November 3, 2010

‘Share in the Care’: Parishes to conduct annual Collection for Retired Sisters, Brothers, Priests in Religious Orders next month

2010 Retired Religious
Catholics in the Diocese of Saginaw will have the opportunity to "Share in the Care" of senior religious by participating in the annual collection for the Retirement Fund for Religious (RFR), to be held December 11-12, 2010. The collection is coordinated by the National Religious Retirement Office in Washington and provides financial support for the day-to-day care of thousands of elderly Catholic sisters, brothers, and religious order priests.

Last year, the Diocese of Saginaw contributed $187,156.91 to this collection. In 2010, the Sisters of St. Clare received financial assistance made possible by the RFR. Additionally, women and men religious who serve or have served in the diocese but whose institutes are headquartered elsewhere may benefit from this fund.

Since 1988, Catholics in the United States have donated $617 million to this initiative. Nearly 95 cents of every dollar is used to aid senior religious.

Despite the overwhelming generosity to this fund, many religious communities continue to lack resources sufficient to support retirement and elder care. Of 573 communities submitting data to the NRRO in 2009, fewer than seven percent were fully funded for retirement.

Traditionally, religious served for small stipends that did not include retirement benefits. Their sacrifices now leave their religious communities without adequate savings for retirement. Compounding the funding shortage are the rising cost of care and the substantial loss of income that has resulted from the declining number of religious able to serve in compensated ministry.

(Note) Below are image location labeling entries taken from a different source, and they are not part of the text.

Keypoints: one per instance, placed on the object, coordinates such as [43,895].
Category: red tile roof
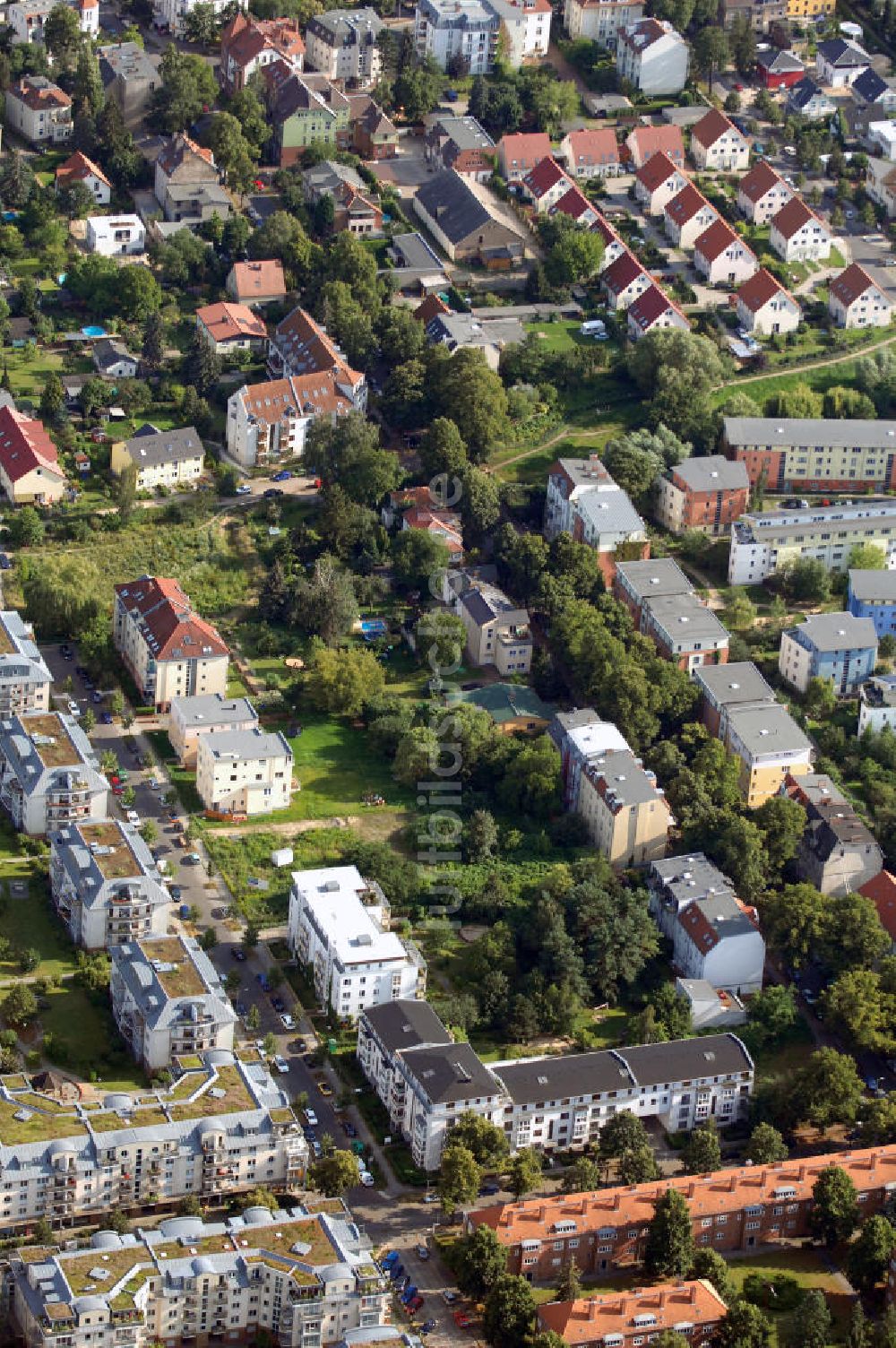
[24,445]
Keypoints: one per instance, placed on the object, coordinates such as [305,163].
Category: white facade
[244,772]
[340,925]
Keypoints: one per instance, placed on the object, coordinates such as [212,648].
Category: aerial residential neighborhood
[448,674]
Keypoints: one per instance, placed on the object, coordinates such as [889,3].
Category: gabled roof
[760,288]
[713,127]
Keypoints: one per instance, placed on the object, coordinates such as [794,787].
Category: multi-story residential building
[244,772]
[813,454]
[652,56]
[168,647]
[762,545]
[192,717]
[837,852]
[48,773]
[249,45]
[659,181]
[708,494]
[497,630]
[340,927]
[799,235]
[714,936]
[770,746]
[874,595]
[160,457]
[39,111]
[342,45]
[548,1103]
[601,21]
[724,687]
[722,258]
[106,885]
[762,193]
[856,301]
[80,168]
[765,307]
[298,1275]
[733,1209]
[224,1128]
[877,704]
[24,678]
[837,647]
[627,1318]
[168,1000]
[717,143]
[590,154]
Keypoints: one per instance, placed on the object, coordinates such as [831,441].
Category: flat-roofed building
[106,885]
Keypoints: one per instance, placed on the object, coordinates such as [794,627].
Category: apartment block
[106,885]
[708,494]
[24,678]
[48,773]
[733,1209]
[224,1128]
[298,1275]
[837,647]
[192,717]
[168,650]
[762,545]
[168,1000]
[340,927]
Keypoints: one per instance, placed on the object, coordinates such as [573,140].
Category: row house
[48,773]
[297,1275]
[765,307]
[735,1209]
[339,925]
[222,1128]
[168,1000]
[168,650]
[106,885]
[813,454]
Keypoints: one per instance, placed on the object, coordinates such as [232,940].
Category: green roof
[505,703]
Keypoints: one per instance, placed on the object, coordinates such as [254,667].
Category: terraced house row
[730,1209]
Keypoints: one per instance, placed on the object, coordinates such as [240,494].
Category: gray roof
[406,1024]
[713,473]
[783,432]
[451,1072]
[152,446]
[836,633]
[874,586]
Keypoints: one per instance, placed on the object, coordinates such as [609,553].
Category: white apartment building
[714,938]
[24,678]
[48,773]
[340,927]
[224,1128]
[190,717]
[244,772]
[106,885]
[548,1103]
[299,1277]
[168,647]
[168,1000]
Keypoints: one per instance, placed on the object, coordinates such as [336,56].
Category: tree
[524,1171]
[510,1312]
[668,1249]
[834,1214]
[333,1174]
[481,1259]
[871,1252]
[765,1146]
[702,1152]
[460,1179]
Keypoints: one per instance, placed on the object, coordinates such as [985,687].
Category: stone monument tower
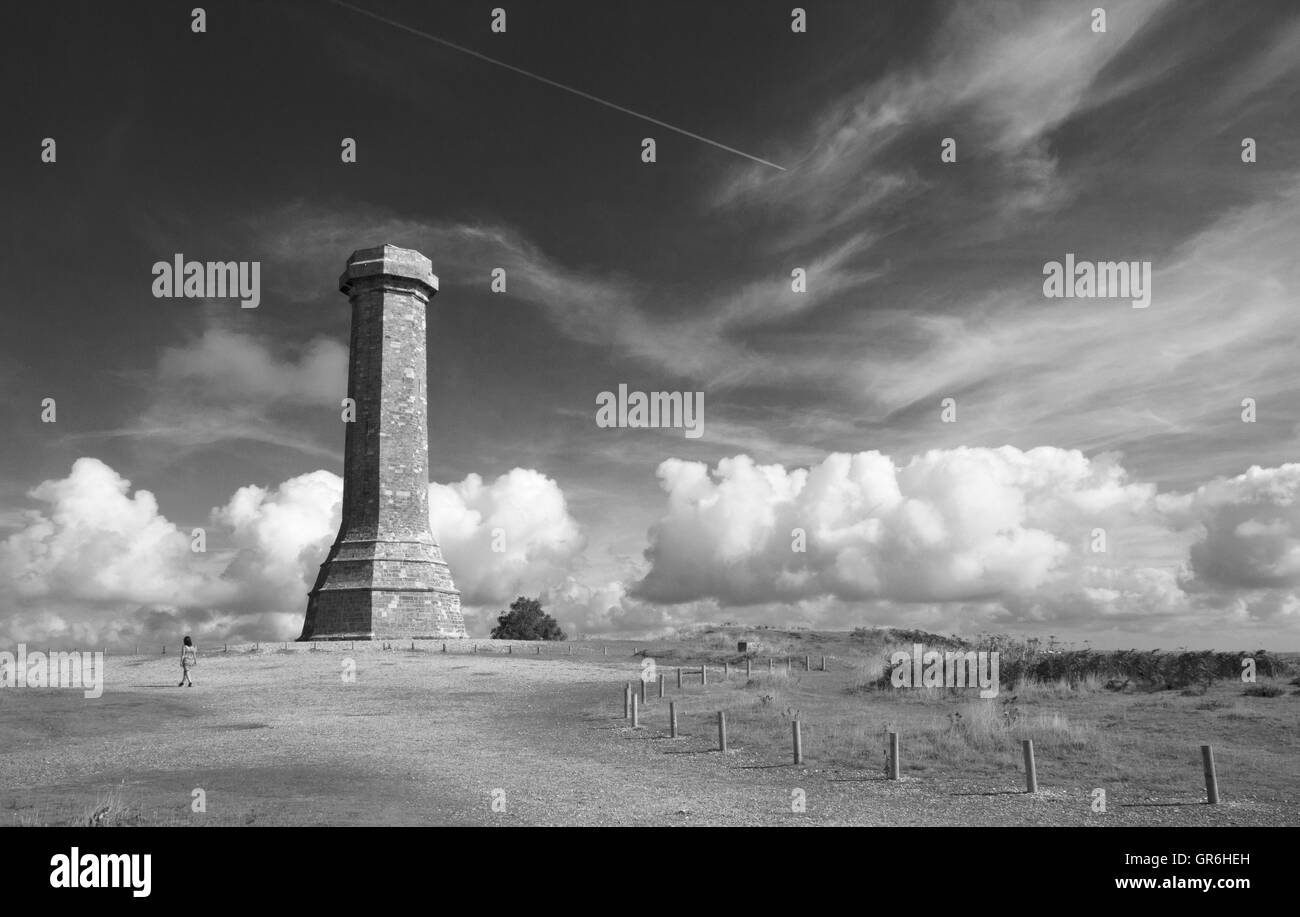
[385,575]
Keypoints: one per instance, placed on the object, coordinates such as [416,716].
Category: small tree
[525,621]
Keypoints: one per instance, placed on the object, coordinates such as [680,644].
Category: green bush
[525,621]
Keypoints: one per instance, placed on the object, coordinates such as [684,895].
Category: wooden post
[1031,773]
[1210,778]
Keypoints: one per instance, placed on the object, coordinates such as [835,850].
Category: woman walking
[189,660]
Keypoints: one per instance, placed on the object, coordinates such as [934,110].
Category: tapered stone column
[385,575]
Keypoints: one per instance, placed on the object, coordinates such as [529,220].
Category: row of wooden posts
[632,710]
[605,651]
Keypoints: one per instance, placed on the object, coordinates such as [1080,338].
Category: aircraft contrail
[551,82]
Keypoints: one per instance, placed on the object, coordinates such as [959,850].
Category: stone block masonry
[385,575]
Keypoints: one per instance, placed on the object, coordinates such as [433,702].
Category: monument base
[376,589]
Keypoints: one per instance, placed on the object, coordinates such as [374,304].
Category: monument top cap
[388,260]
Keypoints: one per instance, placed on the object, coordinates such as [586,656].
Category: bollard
[1031,773]
[1210,778]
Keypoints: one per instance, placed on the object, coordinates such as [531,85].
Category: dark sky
[924,282]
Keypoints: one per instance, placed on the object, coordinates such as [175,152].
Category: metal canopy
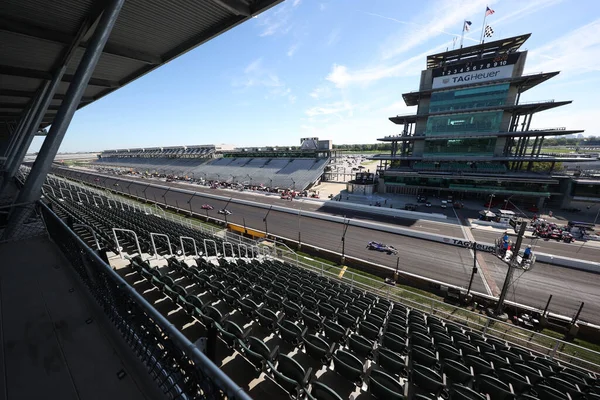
[148,34]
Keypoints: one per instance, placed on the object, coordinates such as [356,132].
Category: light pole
[346,222]
[265,221]
[299,231]
[490,202]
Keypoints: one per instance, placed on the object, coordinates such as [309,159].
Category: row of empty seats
[320,338]
[293,173]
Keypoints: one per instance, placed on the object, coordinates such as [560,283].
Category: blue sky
[337,69]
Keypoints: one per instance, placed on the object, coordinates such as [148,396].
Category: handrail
[208,367]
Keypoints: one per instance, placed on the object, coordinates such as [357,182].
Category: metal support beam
[22,139]
[39,74]
[32,188]
[234,6]
[38,32]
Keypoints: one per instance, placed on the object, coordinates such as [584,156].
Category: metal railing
[177,365]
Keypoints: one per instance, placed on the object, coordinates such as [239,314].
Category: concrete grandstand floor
[47,347]
[433,260]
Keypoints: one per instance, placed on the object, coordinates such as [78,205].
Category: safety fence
[177,366]
[540,343]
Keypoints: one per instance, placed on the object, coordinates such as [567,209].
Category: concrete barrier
[453,241]
[386,211]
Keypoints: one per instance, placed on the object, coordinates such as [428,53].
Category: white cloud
[321,92]
[575,53]
[331,109]
[333,37]
[256,74]
[277,20]
[292,50]
[342,77]
[441,16]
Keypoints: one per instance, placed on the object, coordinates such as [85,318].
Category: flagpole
[483,26]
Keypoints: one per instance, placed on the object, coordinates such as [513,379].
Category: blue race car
[382,247]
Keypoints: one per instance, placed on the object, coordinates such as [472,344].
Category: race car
[382,247]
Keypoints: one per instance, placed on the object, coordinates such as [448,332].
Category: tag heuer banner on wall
[475,71]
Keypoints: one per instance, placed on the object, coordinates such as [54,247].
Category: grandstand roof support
[32,188]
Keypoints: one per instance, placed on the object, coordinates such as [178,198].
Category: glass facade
[473,147]
[452,100]
[465,185]
[463,123]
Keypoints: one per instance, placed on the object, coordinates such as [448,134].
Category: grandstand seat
[290,375]
[361,346]
[382,386]
[291,333]
[313,321]
[545,392]
[258,353]
[495,388]
[318,348]
[268,319]
[391,362]
[460,392]
[458,373]
[426,380]
[335,332]
[394,342]
[348,366]
[320,391]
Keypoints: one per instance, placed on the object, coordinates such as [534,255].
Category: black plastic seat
[268,319]
[565,386]
[391,362]
[424,357]
[291,376]
[290,332]
[495,388]
[520,383]
[480,365]
[460,392]
[369,330]
[394,342]
[498,361]
[396,328]
[247,306]
[327,310]
[428,380]
[447,352]
[361,346]
[258,353]
[320,391]
[420,339]
[335,332]
[458,373]
[347,321]
[532,374]
[384,387]
[348,366]
[318,349]
[549,393]
[292,310]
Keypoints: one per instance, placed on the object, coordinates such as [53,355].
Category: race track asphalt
[436,261]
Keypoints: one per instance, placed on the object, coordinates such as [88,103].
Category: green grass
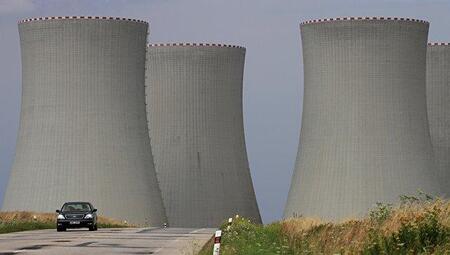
[417,226]
[246,238]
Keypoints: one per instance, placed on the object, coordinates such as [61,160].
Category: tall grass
[419,225]
[21,221]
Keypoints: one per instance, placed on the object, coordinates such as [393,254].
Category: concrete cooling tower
[194,107]
[83,130]
[438,101]
[364,135]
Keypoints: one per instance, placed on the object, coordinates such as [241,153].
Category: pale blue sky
[273,81]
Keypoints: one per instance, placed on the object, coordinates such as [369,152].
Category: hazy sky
[273,80]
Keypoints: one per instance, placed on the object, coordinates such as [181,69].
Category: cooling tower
[438,94]
[194,107]
[83,129]
[364,135]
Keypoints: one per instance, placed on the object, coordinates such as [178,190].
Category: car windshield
[76,207]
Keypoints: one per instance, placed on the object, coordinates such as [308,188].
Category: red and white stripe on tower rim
[80,18]
[361,19]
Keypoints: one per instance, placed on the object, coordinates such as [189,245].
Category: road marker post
[217,237]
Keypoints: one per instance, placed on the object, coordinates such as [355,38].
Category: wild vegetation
[419,225]
[21,221]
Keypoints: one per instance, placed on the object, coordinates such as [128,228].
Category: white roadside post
[216,249]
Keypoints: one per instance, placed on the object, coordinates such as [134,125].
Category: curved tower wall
[364,135]
[438,94]
[194,106]
[83,130]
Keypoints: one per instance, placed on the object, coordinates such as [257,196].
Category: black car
[76,215]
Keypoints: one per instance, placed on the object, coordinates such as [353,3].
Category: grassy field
[21,221]
[419,225]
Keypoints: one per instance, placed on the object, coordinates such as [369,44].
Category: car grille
[74,216]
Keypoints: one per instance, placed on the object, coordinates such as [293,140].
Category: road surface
[159,241]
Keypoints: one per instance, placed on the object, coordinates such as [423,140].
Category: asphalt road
[171,241]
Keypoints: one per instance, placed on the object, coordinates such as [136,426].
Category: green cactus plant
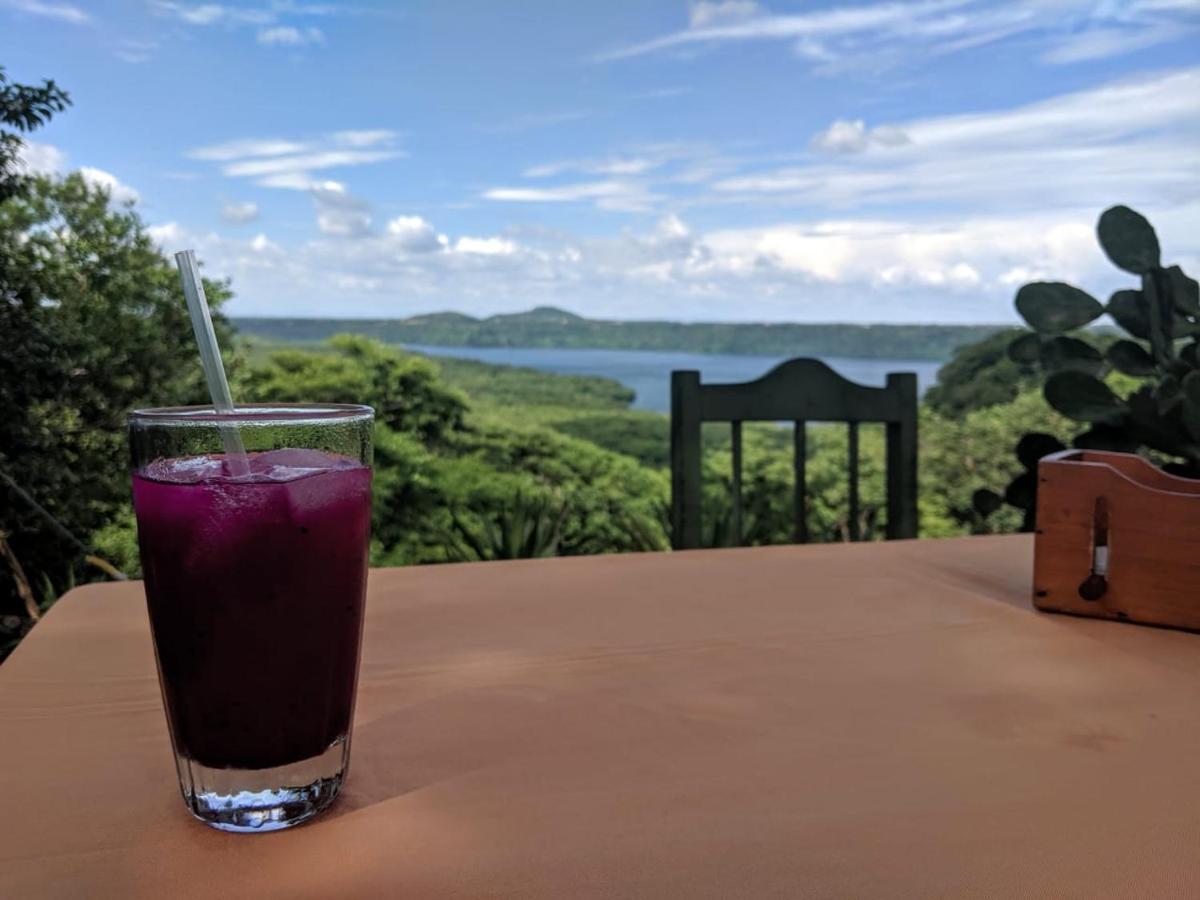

"As the number of wage-earning religious drops, so does income," explains NRRO Executive Director Sister Janice Bader, a member of the Sisters of the Most Precious Blood of O’Fallon, Missouri.

"Census projections indicate that by 2019, religious past age 70 will outnumber those under 70 by nearly four to one. We want to do everything possible to help religious communities prepare for the dramatic income reduction that will accompany this demographic shift."

As a result of the 2009 collection, which garnered over $28.1 million, the National Religious Retirement Office was able to distribute more than $23 million in financial assistance to 477 communities, representing more than 45,000 women and men religious. By underwriting necessities, such as prescription medication and nursing support, these funds help religious communities provide for the ongoing care of elder members. Additional funding was allocated to initiatives targeted for religious institutes with the greatest needs.